Daniel Gros is a German economist, and Board Member and Distinguished Fellow at the Center for European Policy Studies in Brussels, one of the most prestigious European think-tanks, which he directed from 2000 to 2020. He is currently an advisor to the European Parliament. He has also worked at the International Monetary Fund and at the European Commission.

“Large infrastructure projects, in America as well as in Europe, will be the foundation for economic recovery when this pandemic is really behind us.” Daniel Gros, the German economist who is a Board Member at the Center for European Policy Studies in Brussels, one of the most prestigious European think-tanks, believes that investments in infrastructure are more effective than investments in manufacturing. That’s because in terms of inflation, infrastructure spending does not create products that can drive price increases. Instead, infrastructure spending “improves the skeleton of a country, speeds up communications, and creates the conditions for sustained, robust and lasting growth. The problem is that we must know how to do it.”

 

What are you referring to, Professor?

“By a strange coincidence, in the United States and in Europe, particularly in Germany, which is the continent’s biggest economy, because of all the spending delays, it’s almost as if we’ve lost the habit of being able to quickly and cheaply build basic infrastructures: dams, roads, railways, ports, airports and so on. We have even lost the expertise in design, and – until very recently it was hard to find specialised architects and engineers. This has happened for different reasons: in Germany, certainly because of scarce — too scarce — political will to commit public funds, for a misunderstood sense of savings.

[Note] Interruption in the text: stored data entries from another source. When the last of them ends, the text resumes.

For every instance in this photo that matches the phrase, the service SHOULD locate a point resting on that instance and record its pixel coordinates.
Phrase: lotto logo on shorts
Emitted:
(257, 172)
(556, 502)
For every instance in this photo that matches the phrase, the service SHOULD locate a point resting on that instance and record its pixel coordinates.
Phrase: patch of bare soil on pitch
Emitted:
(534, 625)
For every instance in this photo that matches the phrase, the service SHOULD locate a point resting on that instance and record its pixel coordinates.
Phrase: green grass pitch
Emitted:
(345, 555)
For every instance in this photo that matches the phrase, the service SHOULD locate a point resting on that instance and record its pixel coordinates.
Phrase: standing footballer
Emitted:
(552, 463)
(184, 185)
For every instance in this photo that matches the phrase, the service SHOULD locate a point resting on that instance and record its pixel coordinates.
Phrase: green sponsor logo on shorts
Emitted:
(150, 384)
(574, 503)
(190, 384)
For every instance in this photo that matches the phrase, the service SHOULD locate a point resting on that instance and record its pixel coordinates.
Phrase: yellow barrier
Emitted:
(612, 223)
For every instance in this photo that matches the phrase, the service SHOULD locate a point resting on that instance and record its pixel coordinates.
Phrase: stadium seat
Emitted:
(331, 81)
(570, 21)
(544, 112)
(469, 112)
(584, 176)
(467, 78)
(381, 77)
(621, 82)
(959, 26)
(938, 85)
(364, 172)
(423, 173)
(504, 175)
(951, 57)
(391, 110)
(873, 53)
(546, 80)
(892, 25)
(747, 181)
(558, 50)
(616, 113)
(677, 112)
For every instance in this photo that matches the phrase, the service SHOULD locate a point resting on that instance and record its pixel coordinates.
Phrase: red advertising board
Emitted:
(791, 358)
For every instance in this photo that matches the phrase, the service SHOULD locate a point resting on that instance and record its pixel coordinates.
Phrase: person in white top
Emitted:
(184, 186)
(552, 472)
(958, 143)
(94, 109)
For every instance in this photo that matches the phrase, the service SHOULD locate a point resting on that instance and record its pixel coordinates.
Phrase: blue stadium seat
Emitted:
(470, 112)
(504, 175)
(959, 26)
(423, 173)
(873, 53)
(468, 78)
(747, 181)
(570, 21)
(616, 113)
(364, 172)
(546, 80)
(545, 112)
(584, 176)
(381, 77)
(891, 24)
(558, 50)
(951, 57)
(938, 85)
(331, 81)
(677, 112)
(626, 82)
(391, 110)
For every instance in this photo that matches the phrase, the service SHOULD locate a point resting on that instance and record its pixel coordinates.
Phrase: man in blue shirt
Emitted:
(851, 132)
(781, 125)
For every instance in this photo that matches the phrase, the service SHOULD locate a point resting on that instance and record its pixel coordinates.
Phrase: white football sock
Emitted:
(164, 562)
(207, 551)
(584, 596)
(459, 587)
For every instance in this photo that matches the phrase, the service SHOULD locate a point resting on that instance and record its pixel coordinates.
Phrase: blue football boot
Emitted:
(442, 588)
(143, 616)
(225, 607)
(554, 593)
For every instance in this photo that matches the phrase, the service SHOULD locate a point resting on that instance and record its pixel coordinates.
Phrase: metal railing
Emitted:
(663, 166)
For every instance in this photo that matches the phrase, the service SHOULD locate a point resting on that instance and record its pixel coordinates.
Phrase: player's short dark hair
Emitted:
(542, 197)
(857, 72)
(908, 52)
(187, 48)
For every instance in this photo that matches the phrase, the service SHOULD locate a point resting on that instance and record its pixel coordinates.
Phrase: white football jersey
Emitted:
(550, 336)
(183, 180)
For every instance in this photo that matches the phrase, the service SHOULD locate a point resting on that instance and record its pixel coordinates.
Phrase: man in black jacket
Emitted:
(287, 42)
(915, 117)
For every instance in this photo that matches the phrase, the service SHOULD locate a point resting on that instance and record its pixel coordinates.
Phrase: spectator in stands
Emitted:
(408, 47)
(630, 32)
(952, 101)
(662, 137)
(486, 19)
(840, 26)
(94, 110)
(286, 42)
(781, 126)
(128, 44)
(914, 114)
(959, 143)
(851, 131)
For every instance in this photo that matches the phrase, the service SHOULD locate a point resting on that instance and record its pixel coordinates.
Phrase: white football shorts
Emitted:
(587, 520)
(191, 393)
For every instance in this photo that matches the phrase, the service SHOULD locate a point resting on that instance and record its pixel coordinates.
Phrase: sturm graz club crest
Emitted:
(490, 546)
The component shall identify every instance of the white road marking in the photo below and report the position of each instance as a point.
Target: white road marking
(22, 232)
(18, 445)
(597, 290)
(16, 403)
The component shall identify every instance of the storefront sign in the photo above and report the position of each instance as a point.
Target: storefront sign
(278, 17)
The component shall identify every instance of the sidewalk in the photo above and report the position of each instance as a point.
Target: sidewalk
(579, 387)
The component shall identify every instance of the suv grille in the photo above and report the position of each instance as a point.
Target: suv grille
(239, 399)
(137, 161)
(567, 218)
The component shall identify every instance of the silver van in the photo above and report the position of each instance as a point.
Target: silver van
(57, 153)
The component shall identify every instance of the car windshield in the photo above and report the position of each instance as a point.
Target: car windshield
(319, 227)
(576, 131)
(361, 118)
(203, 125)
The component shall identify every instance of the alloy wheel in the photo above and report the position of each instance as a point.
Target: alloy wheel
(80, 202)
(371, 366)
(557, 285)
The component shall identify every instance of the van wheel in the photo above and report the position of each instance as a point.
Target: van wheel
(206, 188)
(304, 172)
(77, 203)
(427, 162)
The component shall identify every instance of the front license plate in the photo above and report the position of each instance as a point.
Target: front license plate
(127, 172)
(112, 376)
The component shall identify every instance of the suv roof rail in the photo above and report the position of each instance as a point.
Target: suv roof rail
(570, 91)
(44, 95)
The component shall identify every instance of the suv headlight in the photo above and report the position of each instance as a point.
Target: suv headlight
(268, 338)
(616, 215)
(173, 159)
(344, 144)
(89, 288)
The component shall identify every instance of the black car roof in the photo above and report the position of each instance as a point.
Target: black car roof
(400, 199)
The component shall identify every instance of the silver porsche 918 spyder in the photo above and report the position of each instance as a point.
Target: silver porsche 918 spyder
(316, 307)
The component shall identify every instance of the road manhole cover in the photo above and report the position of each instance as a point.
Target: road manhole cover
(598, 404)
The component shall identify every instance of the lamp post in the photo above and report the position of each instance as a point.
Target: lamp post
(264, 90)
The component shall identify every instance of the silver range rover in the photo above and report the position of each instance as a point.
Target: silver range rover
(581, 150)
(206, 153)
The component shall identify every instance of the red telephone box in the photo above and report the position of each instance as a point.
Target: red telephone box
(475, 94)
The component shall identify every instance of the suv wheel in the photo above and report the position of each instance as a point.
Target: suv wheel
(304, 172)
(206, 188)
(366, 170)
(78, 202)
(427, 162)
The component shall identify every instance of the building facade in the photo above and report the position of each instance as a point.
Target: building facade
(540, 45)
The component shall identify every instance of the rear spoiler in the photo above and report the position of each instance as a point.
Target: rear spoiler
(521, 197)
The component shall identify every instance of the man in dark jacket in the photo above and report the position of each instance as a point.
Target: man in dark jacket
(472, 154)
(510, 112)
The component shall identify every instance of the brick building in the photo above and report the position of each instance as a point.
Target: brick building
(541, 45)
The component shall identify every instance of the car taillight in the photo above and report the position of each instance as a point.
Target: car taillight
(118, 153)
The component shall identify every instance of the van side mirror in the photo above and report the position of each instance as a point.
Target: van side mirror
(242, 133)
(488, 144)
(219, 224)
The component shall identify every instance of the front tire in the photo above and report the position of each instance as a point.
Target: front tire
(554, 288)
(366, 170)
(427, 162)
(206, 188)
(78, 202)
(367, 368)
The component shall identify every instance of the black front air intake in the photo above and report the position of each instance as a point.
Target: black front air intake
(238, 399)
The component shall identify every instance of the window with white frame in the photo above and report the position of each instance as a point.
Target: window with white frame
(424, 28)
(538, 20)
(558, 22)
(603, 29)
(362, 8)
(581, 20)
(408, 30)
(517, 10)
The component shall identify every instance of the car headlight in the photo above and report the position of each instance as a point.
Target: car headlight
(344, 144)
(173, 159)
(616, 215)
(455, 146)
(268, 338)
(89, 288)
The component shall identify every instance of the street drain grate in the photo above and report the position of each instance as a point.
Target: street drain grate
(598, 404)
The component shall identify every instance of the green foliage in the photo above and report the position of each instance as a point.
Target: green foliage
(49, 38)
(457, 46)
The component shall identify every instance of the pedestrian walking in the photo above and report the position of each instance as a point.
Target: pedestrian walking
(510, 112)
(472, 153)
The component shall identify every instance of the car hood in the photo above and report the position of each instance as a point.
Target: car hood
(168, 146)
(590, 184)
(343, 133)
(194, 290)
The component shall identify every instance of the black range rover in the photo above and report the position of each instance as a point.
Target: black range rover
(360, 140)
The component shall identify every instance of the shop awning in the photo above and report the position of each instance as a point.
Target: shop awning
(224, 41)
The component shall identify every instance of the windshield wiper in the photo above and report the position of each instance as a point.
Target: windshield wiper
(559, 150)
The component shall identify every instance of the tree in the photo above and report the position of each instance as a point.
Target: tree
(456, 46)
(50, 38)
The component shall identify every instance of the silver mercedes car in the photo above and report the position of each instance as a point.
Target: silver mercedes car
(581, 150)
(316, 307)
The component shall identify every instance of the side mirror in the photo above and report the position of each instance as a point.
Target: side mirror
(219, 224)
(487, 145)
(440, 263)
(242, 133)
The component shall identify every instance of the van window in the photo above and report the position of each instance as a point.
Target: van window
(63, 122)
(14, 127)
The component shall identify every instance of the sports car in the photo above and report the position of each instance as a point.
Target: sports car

What was needed was an appeal from the Italian Prime Minister Mario Draghi at European level, who finally invited all leaders to distinguish between ‘good’ and ‘bad’ debt. Infrastructure spending is definitely good debt. And it also took a brutal recession like the one caused by Covid-19. We are seeing an infrastructure plan started in Germany that immediately became the flagship of the new government led by Olaf Schultz.”

 

And in America? The Biden administration managed to pass a huge infrastructure package a few weeks ago….

“Yes, America’s public spending measures to deal with the crisis passed through Congress without too many problems during the first phase, under President Donald Trump. And also during the early days of the current administration, when it came to providing direct assistance to families and businesses struggling with the crisis. This has been a blessing, mind you, with spending of over $5 trillion (€4.4 trillion) in three years, which supported a labor market where as many as over 20 million jobs had been lost. And the labor market has still not fully recovered.

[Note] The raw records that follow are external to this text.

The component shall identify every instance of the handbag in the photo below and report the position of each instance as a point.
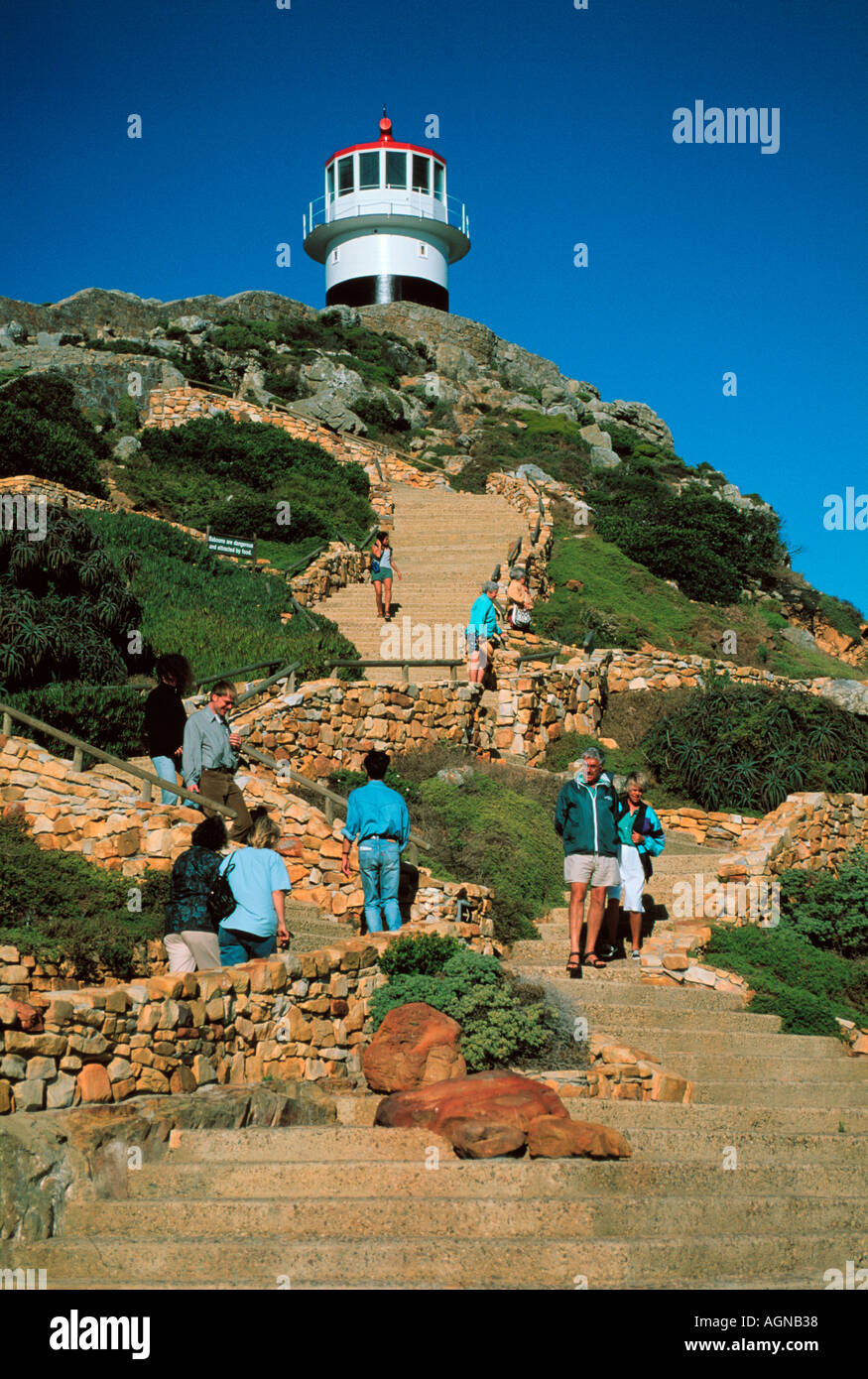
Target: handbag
(221, 902)
(521, 617)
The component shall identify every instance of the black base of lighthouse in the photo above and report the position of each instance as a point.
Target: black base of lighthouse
(388, 287)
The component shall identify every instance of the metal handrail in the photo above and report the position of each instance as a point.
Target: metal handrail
(84, 749)
(285, 674)
(330, 798)
(401, 665)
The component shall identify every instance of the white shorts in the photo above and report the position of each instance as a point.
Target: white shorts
(591, 868)
(632, 879)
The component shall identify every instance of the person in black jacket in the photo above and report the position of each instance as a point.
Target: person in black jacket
(165, 718)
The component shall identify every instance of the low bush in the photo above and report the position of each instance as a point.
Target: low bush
(108, 716)
(829, 909)
(66, 607)
(61, 908)
(793, 978)
(496, 1026)
(43, 434)
(750, 746)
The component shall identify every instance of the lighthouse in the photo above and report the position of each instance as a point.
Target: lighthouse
(387, 228)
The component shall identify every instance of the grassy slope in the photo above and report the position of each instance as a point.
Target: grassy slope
(217, 614)
(642, 607)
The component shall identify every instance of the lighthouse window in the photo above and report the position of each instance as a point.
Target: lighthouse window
(345, 177)
(369, 172)
(421, 170)
(396, 170)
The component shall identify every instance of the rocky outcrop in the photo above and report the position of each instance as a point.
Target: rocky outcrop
(87, 1152)
(489, 1114)
(416, 1044)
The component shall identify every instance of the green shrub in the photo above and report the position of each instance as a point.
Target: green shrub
(43, 434)
(500, 838)
(109, 717)
(423, 953)
(59, 906)
(214, 612)
(708, 547)
(793, 978)
(496, 1026)
(829, 909)
(65, 607)
(748, 746)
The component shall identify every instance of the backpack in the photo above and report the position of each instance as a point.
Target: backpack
(221, 902)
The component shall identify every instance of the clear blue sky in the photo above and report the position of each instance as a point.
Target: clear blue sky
(557, 124)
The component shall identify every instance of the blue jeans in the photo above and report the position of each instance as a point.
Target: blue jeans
(380, 866)
(165, 767)
(236, 946)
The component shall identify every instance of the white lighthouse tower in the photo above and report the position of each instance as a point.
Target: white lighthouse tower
(385, 226)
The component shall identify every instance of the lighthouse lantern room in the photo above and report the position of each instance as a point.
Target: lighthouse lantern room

You see, in America there was no pre-established public welfare network like there was in Europe, covering everything from health care to unemployment insurance, which is what supported European economies during this frightening crisis. That’s why the packages seem so different in size (NextGenEU, approved with such fanfare, is “worth” no more than €750 billion, or about $900 billion, Ed.) In America, everything had to be invented: direct payments to citizens, to companies with the right criteria, to the unemployed with generous subsidies, to the sick with emergency public measures. These measures have not been without paradoxes: when the economy restarted, many people decided not to work because it was more advantageous for them to stay at home and pocket their subsidy checks. Now all that is slowly dissolving. The problem is that Afghanistan has arrived.”

 

Afghanistan?

“Yes, the domestic political fallout from this summer’s retreat has been so severe for President Joe Biden that his administration has not been able to pass any further stimulus measures for several months. And this is just when we needed to move on to phase two of the public spending programme, which calls for infrastructure investments to make the United States more efficient and more resilient in the event of new health and economic crises.

The situation is slowly returning to normal: Biden was able to sign the final part of the $1.3 trillion (€1.1 trillion) infrastructure legislation on December 8, 2021. A second, slightly smaller package specialising in personal services is still pending: new hospitals, new schools, new places to care for the elderly. It will probably eventually pass, but the timeframe has gotten much longer. In the meantime, however, we must go ahead with the projects financed by the first part, which are not a few, especially if we find a way to optimise costs.”